The reasons for this should be clear to all but the heavily blinkered. Prohibition simply does not work. Never has done, never will. Drive something underground and it becomes seductively attractive. Lifetime non-smokers are trying ‘that first cigarette’ so they don’t feel left out when accompanying their smoking friends – you see this all the time outside pubs.
This has come as something of an embarrassment to Irish govt health tzars and the likes of ASH-Ireland who are absolutely furious. “These figures clearly show that no progress is being made despite the immense success of our smoking legislation”, commented Prof Luke Clancy of ASH.
How can ASH declare the ban a ‘success’ when all it has achieved is to close around a quarter of Ireland’s pubs, removed choice and destroyed that certain social mystique the Irish were once free to enjoy?
Source: The Publican. Link
Posted in Bars/Taverns, Europe, Other Problems
Wednesday, June 4th, 2008
A YEAR after the smoking ban was introduced, pub landlords in north and west Wiltshire have described the “detrimental and costly” effect on their businesses.

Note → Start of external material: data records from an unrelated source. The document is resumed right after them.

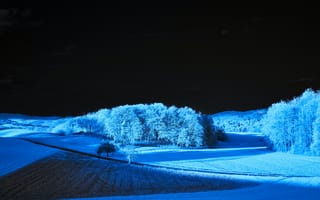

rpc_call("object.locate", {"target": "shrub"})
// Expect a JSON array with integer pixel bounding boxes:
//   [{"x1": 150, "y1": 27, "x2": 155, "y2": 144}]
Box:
[{"x1": 97, "y1": 142, "x2": 116, "y2": 158}]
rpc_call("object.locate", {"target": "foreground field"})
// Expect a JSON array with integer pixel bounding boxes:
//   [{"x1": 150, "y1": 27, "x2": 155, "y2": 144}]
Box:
[
  {"x1": 0, "y1": 141, "x2": 250, "y2": 199},
  {"x1": 0, "y1": 130, "x2": 320, "y2": 200}
]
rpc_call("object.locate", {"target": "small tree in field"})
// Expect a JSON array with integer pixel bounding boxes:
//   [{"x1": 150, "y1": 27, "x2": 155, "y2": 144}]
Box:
[{"x1": 97, "y1": 142, "x2": 116, "y2": 158}]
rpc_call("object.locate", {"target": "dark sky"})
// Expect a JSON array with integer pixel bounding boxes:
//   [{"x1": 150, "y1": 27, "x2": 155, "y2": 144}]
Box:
[{"x1": 0, "y1": 1, "x2": 320, "y2": 115}]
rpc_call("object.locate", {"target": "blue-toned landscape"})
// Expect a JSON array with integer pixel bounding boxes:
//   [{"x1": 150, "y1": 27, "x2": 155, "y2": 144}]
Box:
[{"x1": 0, "y1": 89, "x2": 320, "y2": 199}]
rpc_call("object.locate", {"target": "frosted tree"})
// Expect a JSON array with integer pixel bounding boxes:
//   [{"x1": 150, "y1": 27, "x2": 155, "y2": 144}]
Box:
[
  {"x1": 262, "y1": 101, "x2": 294, "y2": 151},
  {"x1": 291, "y1": 89, "x2": 319, "y2": 153},
  {"x1": 311, "y1": 96, "x2": 320, "y2": 156},
  {"x1": 107, "y1": 105, "x2": 143, "y2": 145}
]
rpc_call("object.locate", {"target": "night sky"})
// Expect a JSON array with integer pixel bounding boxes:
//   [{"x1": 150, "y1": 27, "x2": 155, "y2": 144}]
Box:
[{"x1": 0, "y1": 1, "x2": 320, "y2": 115}]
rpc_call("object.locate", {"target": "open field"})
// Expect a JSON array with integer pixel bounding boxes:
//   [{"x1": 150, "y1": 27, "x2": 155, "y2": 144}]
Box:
[{"x1": 0, "y1": 144, "x2": 254, "y2": 199}]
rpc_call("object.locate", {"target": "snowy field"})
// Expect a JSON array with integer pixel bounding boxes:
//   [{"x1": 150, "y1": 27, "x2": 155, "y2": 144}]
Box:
[{"x1": 0, "y1": 113, "x2": 320, "y2": 200}]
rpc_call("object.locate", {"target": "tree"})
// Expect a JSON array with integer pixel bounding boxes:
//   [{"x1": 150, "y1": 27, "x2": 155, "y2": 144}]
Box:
[{"x1": 97, "y1": 142, "x2": 116, "y2": 158}]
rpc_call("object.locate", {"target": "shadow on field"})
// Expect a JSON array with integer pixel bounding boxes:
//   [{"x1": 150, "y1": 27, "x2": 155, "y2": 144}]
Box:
[
  {"x1": 137, "y1": 147, "x2": 271, "y2": 162},
  {"x1": 0, "y1": 151, "x2": 256, "y2": 199}
]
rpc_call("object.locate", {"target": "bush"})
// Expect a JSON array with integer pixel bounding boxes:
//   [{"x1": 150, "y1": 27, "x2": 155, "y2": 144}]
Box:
[
  {"x1": 262, "y1": 89, "x2": 320, "y2": 154},
  {"x1": 97, "y1": 142, "x2": 116, "y2": 158}
]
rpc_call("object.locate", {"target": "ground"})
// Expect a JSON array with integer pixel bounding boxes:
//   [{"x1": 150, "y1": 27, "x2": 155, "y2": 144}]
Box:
[{"x1": 0, "y1": 117, "x2": 320, "y2": 200}]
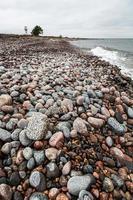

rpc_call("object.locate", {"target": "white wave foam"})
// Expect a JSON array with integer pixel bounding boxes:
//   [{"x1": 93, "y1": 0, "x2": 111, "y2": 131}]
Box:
[{"x1": 91, "y1": 47, "x2": 133, "y2": 79}]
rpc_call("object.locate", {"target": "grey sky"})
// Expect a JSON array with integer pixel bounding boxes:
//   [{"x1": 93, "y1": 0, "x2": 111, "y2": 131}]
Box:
[{"x1": 0, "y1": 0, "x2": 133, "y2": 37}]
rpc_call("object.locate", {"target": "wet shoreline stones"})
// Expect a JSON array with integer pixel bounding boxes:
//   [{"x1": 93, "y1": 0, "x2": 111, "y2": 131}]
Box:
[{"x1": 0, "y1": 37, "x2": 133, "y2": 200}]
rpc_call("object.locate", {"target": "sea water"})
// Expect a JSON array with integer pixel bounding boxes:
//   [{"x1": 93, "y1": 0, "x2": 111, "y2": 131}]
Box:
[{"x1": 72, "y1": 39, "x2": 133, "y2": 79}]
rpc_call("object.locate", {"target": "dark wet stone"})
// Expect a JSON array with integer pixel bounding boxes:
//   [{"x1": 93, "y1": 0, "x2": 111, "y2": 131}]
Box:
[
  {"x1": 10, "y1": 172, "x2": 21, "y2": 186},
  {"x1": 13, "y1": 191, "x2": 24, "y2": 200},
  {"x1": 108, "y1": 117, "x2": 126, "y2": 134},
  {"x1": 115, "y1": 112, "x2": 123, "y2": 124}
]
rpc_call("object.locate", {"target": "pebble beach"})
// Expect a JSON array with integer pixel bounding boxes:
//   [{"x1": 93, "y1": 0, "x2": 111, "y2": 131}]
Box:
[{"x1": 0, "y1": 36, "x2": 133, "y2": 200}]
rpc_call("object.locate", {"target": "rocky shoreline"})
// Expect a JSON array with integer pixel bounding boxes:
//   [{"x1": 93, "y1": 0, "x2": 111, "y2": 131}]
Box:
[{"x1": 0, "y1": 37, "x2": 133, "y2": 200}]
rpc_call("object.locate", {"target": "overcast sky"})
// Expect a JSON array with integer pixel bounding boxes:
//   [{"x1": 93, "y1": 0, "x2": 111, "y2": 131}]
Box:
[{"x1": 0, "y1": 0, "x2": 133, "y2": 38}]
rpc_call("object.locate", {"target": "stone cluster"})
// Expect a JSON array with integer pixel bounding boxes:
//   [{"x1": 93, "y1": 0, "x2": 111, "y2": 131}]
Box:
[{"x1": 0, "y1": 37, "x2": 133, "y2": 200}]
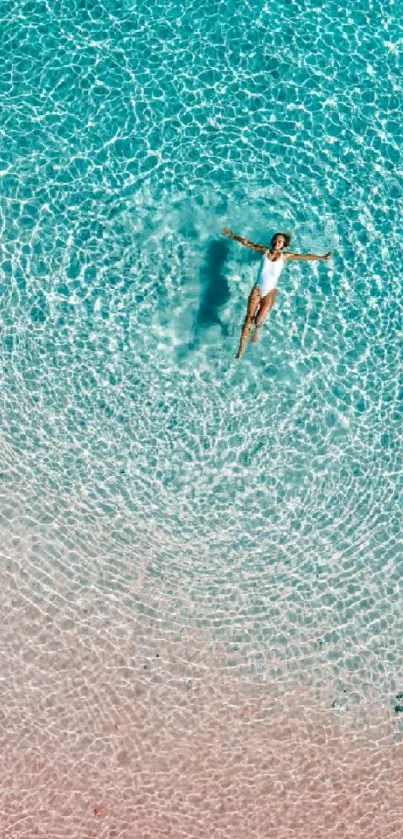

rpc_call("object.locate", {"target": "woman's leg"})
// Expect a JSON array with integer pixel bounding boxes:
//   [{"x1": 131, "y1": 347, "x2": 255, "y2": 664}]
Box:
[
  {"x1": 252, "y1": 288, "x2": 277, "y2": 344},
  {"x1": 235, "y1": 285, "x2": 261, "y2": 358}
]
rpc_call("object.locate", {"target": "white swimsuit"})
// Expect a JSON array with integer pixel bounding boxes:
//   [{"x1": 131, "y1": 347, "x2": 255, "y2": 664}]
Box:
[{"x1": 257, "y1": 253, "x2": 284, "y2": 297}]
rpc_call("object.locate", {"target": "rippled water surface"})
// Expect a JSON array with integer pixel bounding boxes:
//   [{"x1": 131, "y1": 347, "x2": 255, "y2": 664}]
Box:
[{"x1": 0, "y1": 0, "x2": 403, "y2": 839}]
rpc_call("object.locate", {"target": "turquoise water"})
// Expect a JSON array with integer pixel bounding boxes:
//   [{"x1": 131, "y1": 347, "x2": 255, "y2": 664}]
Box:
[{"x1": 0, "y1": 0, "x2": 403, "y2": 836}]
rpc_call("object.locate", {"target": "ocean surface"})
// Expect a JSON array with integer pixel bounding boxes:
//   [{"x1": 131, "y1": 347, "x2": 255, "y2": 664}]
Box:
[{"x1": 0, "y1": 0, "x2": 403, "y2": 839}]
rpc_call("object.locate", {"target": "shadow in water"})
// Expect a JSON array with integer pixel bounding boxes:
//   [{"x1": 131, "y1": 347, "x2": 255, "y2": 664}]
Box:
[{"x1": 195, "y1": 241, "x2": 230, "y2": 337}]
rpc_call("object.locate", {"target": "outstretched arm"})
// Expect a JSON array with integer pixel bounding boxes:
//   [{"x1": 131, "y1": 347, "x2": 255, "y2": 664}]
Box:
[
  {"x1": 222, "y1": 227, "x2": 268, "y2": 253},
  {"x1": 283, "y1": 251, "x2": 332, "y2": 262}
]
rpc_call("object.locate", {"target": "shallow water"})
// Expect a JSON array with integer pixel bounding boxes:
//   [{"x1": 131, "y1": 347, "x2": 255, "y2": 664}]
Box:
[{"x1": 0, "y1": 0, "x2": 403, "y2": 839}]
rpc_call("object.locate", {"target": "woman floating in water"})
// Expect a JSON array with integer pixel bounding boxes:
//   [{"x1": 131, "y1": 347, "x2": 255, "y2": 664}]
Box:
[{"x1": 222, "y1": 227, "x2": 330, "y2": 358}]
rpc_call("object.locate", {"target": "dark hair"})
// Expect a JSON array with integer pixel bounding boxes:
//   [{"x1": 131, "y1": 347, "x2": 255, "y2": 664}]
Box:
[{"x1": 270, "y1": 233, "x2": 291, "y2": 248}]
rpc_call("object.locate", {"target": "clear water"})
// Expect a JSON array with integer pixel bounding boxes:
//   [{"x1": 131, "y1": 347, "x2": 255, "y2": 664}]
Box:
[{"x1": 0, "y1": 0, "x2": 403, "y2": 839}]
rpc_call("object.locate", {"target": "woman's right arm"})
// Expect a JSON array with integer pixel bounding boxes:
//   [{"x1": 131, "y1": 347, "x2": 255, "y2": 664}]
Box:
[{"x1": 222, "y1": 227, "x2": 268, "y2": 253}]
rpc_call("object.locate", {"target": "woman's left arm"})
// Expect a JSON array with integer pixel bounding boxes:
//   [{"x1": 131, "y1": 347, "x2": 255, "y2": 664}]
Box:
[{"x1": 283, "y1": 251, "x2": 332, "y2": 262}]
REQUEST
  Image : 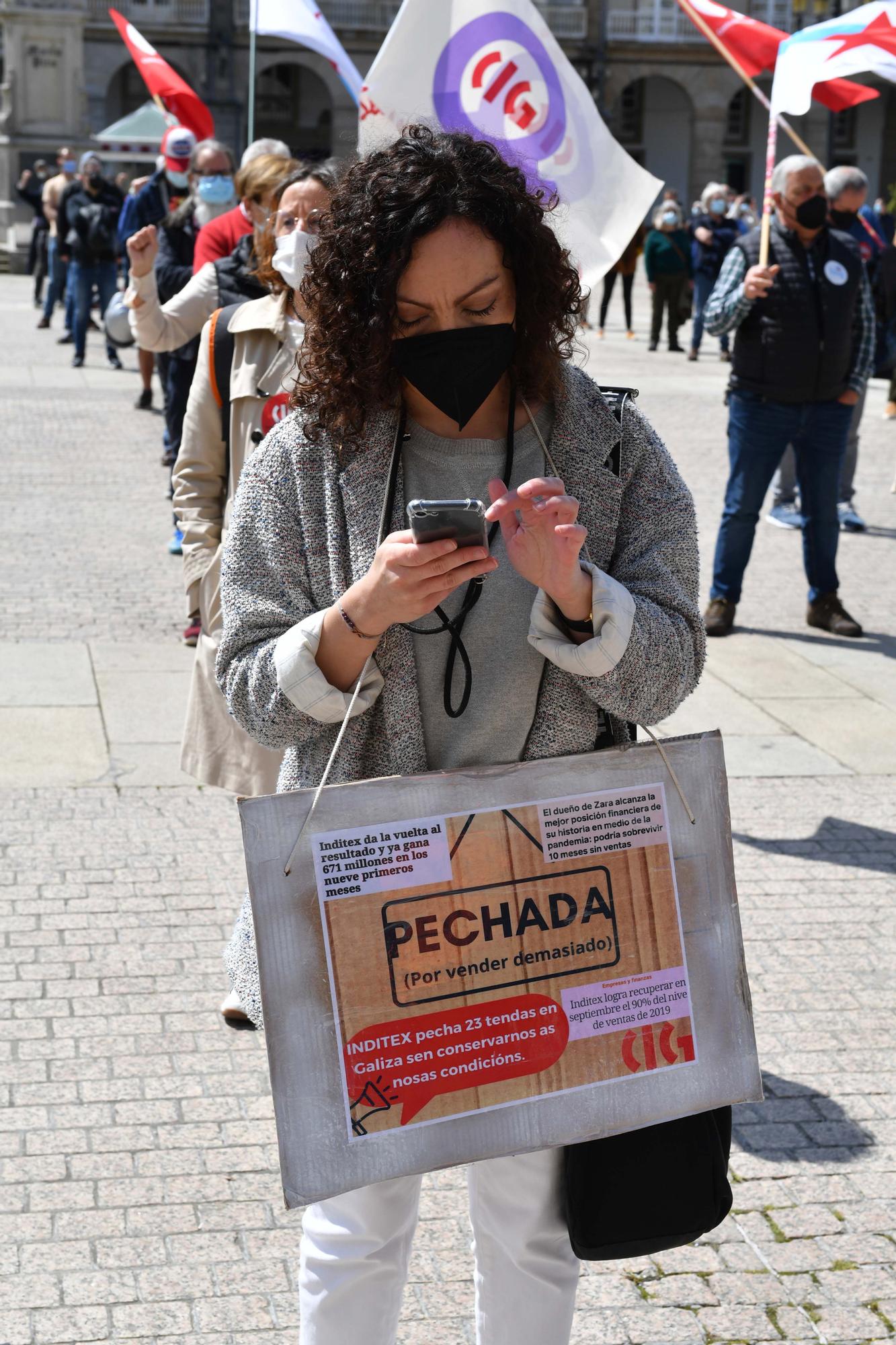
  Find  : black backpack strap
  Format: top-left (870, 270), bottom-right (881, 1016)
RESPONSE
top-left (595, 387), bottom-right (639, 749)
top-left (208, 300), bottom-right (245, 475)
top-left (592, 387), bottom-right (639, 476)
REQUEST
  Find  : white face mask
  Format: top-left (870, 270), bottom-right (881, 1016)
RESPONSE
top-left (270, 229), bottom-right (317, 289)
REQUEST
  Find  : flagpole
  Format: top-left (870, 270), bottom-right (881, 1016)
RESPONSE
top-left (759, 112), bottom-right (778, 266)
top-left (678, 0), bottom-right (818, 159)
top-left (246, 0), bottom-right (258, 145)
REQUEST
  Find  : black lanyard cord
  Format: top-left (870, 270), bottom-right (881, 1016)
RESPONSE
top-left (387, 382), bottom-right (517, 720)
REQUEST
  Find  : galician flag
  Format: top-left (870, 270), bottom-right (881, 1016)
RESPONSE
top-left (771, 0), bottom-right (896, 117)
top-left (678, 0), bottom-right (880, 112)
top-left (359, 0), bottom-right (662, 288)
top-left (250, 0), bottom-right (362, 102)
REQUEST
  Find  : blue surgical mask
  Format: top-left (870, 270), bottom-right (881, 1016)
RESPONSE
top-left (196, 174), bottom-right (233, 206)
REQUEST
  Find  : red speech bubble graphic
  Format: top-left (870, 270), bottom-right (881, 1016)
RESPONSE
top-left (344, 994), bottom-right (569, 1135)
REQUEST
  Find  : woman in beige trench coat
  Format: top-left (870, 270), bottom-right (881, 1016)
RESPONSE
top-left (173, 164), bottom-right (336, 795)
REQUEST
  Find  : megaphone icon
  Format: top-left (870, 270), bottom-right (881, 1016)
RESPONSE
top-left (351, 1075), bottom-right (398, 1135)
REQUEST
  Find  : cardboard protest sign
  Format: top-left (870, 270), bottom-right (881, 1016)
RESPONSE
top-left (241, 734), bottom-right (762, 1204)
top-left (317, 783), bottom-right (694, 1138)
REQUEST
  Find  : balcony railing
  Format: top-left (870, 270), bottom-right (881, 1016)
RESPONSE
top-left (231, 0), bottom-right (588, 40)
top-left (607, 0), bottom-right (790, 42)
top-left (87, 0), bottom-right (211, 30)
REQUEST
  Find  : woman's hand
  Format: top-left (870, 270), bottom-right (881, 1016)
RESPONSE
top-left (486, 476), bottom-right (592, 621)
top-left (341, 531), bottom-right (498, 635)
top-left (128, 225), bottom-right (159, 280)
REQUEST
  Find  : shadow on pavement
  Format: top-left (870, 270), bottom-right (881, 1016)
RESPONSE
top-left (737, 625), bottom-right (896, 659)
top-left (732, 1069), bottom-right (876, 1163)
top-left (737, 625), bottom-right (896, 659)
top-left (732, 818), bottom-right (896, 876)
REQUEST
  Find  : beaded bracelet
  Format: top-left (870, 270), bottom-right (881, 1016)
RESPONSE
top-left (336, 600), bottom-right (379, 640)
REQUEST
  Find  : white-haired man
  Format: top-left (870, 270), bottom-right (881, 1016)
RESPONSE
top-left (767, 165), bottom-right (887, 533)
top-left (705, 155), bottom-right (874, 636)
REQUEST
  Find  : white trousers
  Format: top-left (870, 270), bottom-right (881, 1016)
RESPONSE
top-left (298, 1149), bottom-right (579, 1345)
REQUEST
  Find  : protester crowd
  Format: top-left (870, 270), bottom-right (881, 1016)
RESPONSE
top-left (24, 134), bottom-right (896, 654)
top-left (10, 110), bottom-right (896, 1345)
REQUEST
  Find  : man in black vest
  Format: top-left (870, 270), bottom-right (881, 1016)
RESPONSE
top-left (704, 155), bottom-right (874, 636)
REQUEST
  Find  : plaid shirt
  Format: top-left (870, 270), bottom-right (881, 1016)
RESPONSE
top-left (704, 239), bottom-right (876, 397)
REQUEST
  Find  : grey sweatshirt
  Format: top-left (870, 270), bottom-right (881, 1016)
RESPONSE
top-left (402, 406), bottom-right (553, 771)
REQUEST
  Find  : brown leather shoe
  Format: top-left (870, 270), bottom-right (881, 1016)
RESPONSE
top-left (704, 597), bottom-right (737, 635)
top-left (806, 592), bottom-right (862, 639)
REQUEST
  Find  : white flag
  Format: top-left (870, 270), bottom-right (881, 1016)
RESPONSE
top-left (251, 0), bottom-right (362, 102)
top-left (772, 0), bottom-right (896, 117)
top-left (359, 0), bottom-right (662, 288)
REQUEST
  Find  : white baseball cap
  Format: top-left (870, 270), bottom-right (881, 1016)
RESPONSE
top-left (160, 126), bottom-right (196, 172)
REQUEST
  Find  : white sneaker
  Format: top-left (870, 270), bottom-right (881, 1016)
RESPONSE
top-left (220, 990), bottom-right (249, 1020)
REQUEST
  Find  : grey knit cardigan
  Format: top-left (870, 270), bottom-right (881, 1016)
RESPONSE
top-left (216, 364), bottom-right (706, 791)
top-left (216, 364), bottom-right (706, 1025)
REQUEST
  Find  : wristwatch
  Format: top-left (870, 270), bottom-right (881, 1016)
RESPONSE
top-left (557, 608), bottom-right (595, 635)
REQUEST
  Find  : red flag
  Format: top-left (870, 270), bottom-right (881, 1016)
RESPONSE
top-left (680, 0), bottom-right (879, 112)
top-left (109, 9), bottom-right (215, 140)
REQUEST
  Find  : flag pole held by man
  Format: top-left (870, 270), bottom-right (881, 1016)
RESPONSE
top-left (705, 0), bottom-right (896, 638)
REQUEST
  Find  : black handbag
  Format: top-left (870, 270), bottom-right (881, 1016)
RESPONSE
top-left (563, 1107), bottom-right (732, 1260)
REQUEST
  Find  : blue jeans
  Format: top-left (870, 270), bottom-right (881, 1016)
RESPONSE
top-left (690, 270), bottom-right (728, 350)
top-left (69, 261), bottom-right (118, 359)
top-left (710, 391), bottom-right (853, 603)
top-left (43, 238), bottom-right (74, 332)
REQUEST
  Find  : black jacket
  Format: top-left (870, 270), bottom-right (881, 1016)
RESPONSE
top-left (689, 214), bottom-right (740, 280)
top-left (731, 219), bottom-right (862, 404)
top-left (59, 178), bottom-right (124, 266)
top-left (155, 202), bottom-right (199, 363)
top-left (212, 234), bottom-right (268, 308)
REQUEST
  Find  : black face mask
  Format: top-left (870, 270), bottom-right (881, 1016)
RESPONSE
top-left (391, 323), bottom-right (517, 429)
top-left (830, 210), bottom-right (858, 233)
top-left (787, 196), bottom-right (827, 229)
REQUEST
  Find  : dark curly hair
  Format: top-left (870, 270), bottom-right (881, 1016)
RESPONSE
top-left (292, 125), bottom-right (583, 440)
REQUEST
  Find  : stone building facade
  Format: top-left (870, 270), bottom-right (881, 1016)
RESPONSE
top-left (599, 0), bottom-right (896, 202)
top-left (0, 0), bottom-right (896, 252)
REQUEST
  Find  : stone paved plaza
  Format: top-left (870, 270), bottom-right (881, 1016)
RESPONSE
top-left (0, 277), bottom-right (896, 1345)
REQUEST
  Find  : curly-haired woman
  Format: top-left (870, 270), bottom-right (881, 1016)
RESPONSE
top-left (218, 128), bottom-right (704, 1345)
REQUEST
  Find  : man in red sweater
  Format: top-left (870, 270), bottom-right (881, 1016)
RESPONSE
top-left (192, 140), bottom-right (292, 276)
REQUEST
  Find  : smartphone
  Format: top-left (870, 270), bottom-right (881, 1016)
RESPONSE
top-left (407, 500), bottom-right (489, 547)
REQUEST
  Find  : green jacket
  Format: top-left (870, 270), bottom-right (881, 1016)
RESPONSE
top-left (645, 229), bottom-right (694, 282)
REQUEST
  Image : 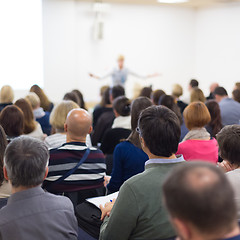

Lionel Hadland, who has run The New Inn, in New Road, Chippenham, for the past 18 years, said he had not seen a profit for months.
“I am going to have to approach the brewery and see if I can get a reduction in rent as otherwise I am going to have to move on,” he said.
Mr Hadland who runs the pub with his partner Jane, said they had let a member of staff go because they couldn’t afford to pay her anymore.
The Wiltshire Times reported in May how five pubs in Bradford on Avon were being sold off due to a reported fall in trade, some of which was attributed to the smoking ban.
Peter Everleigh, landlord of The Riverside Inn, said he was selling up because the smoking ban had deterred people from going into pubs.
Source: Wiltshire Times. Link.
Posted in Bars/Taverns, Europe, Job Loss
Sunday, June 1st, 2008
More than a dozen bars and taverns have shut their doors since smoking was prohibited in almost all businesses, and owners of some bars that remain say revenues have plummeted. Tax receipts on food and drink purchases countywide, however, have increased slightly over the past year, and several clubs have invested heavily to install outdoor beer gardens and patios.
Councilman Tom Didier, R-3rd, disagrees with his former colleague. Didier, who sells food to restaurants and bars, said he’s seen how the ban has hurt mom-and-pop places throughout the city.
“It’s been difficult,” he said. “There are still customers today that are hurting.”